Morning all,
Been banging my head on the wall bout this for a few days now.
I have about 133 DB in Availability groups and a few stand alone, the T-SQL below without the DB "size" INNER JOIN works great and returns what I have primary, secondary and standalone (341 rows of data returned).
But when I add in the INNER JOIN to master.sys.database_files to get the DB size for each matched record, all of a sudden thousands of rows are returned.....
I have not been able to get my head around why that would happen...help please point me in the right direction.
use Master
SELECT
AG.name AS [AvailabilityGroupName],
dbcs.database_name AS [DatabaseName],
Ad.size , -- DB size
CASE
WHEN dbrs.synchronization_state =0 THEN 'Not synchronizing'
WHEN dbrs.synchronization_state =1 THEN 'Synchronizing'
WHEN dbrs.synchronization_state =2 THEN 'Synchronized'
WHEN dbrs.synchronization_state =3 THEN 'Reverting'
WHEN dbrs.synchronization_state =4 THEN 'Initializing'
END AS AGState,
CASE
WHEN arstates.role =1 THEN 'Primary'
WHEN arstates.role =2 THEN 'Secondary'
END AS ROLE,
ar.failover_mode_desc,
ar.availability_mode_desc,
ISNULL(dbrs.is_suspended, 0) AS [IsSuspended]
FROM master.sys.availability_groups AS AG
LEFT OUTER JOIN master.sys.dm_hadr_availability_group_states as agstates ON AG.group_id = agstates.group_id
INNER JOIN master.sys.availability_replicas AS AR ON AG.group_id = AR.group_id
INNER JOIN master.sys.dm_hadr_availability_replica_states AS arstates ON AR.replica_id = arstates.replica_id AND arstates.is_local = 1
INNER JOIN master.sys.dm_hadr_database_replica_cluster_states AS dbcs ON arstates.replica_id = dbcs.replica_id
LEFT OUTER JOIN master.sys.dm_hadr_database_replica_states AS dbrs ON dbcs.replica_id = dbrs.replica_id AND dbcs.group_database_id = dbrs.group_database_id
-- The inner join below causes a plethora of rows to be generated
INNER JOIN master.sys.master_files AS Ad ON arstates.replica_id = dbcs.replica_id AND arstates.is_local =1
-- Above the problem code
ORDER BY DatabaseName ASC
INNER JOIN master.sys.master_files AS Ad ON ad.database_id=dbcs.database_id
Your original JOIN did not qualify any rows to a specific database, therefore you got a CROSS JOIN to all database files in all databases.
Hello Robert,
Thank you for your input.

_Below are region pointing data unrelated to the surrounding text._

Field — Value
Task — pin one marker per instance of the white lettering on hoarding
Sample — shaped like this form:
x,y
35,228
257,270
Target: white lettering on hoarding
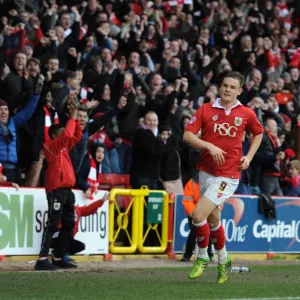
x,y
278,230
234,233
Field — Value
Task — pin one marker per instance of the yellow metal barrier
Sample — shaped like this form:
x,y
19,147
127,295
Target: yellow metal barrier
x,y
136,237
163,237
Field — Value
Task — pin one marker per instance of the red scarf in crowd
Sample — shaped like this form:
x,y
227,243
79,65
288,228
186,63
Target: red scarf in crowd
x,y
94,177
48,121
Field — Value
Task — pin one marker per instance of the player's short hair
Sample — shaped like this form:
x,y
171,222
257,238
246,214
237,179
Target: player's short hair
x,y
236,75
83,108
266,121
54,129
295,164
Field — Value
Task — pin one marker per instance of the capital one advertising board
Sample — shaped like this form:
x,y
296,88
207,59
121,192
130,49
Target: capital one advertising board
x,y
23,216
248,231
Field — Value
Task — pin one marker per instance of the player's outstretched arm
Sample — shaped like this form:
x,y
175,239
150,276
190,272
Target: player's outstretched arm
x,y
216,152
255,143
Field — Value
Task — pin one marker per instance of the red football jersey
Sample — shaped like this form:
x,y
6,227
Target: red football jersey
x,y
225,130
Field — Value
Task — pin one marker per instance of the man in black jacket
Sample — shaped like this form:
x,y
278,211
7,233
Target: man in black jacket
x,y
78,152
269,155
148,149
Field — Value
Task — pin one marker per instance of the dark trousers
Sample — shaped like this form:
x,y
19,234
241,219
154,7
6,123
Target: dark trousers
x,y
60,208
125,157
75,246
13,175
191,241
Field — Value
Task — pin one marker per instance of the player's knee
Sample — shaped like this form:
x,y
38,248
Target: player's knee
x,y
213,223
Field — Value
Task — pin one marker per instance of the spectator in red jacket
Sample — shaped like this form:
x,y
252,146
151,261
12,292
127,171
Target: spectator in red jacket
x,y
80,211
3,180
60,178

I thought the same, but if I try to INNER JOIN on the database_id of master.sys.dm_hadr_database_replica_cluster_states the editor reports that is an invalid table column....so I was left trying to match on the replica_id.
Thanks again for looking at my issue
It's a good sanity check to include a JOIN to sys.databases whenever you're writing queries to list metadata about DBs. Also good to include the shortest JOIN from sys.databases to whatever other DMVs you're querying.
Microsoft doesn't always have the best naming conventions, and they've goofed a few column names in the system views.
So, thanks to Robert's input; I modified my query to below. One weird thing is happening that makes no sense, 13 out of my 133 DB (in 8 servers and 8 AG groups) don't show up in the resulting report.
Expanded the query to include NULL values in size and voila they are there.....why would the value be null? If I query the master.sys.database_files by itself multiple size values for each are retuned.
use Master
SELECT DISTINCT
dbcs.database_name AS [DatabaseName],
AG.name AS [AvailabilityGroupName],
CAST(Ad.size AS bigint) * 8 / 1024 AS 'Space MB',
CASE
WHEN dbrs.synchronization_state =0 THEN 'Not synchronizing'
WHEN dbrs.synchronization_state =1 THEN 'Synchronizing'
WHEN dbrs.synchronization_state =2 THEN 'Synchronized'
WHEN dbrs.synchronization_state =3 THEN 'Reverting'
WHEN dbrs.synchronization_state =4 THEN 'Initializing'
END AS AGState,
CASE
WHEN arstates.role =1 THEN 'Primary'
WHEN arstates.role =2 THEN 'Secondary'
END AS ROLE,
ISNULL(dbrs.is_suspended, 0) AS [IsSuspended]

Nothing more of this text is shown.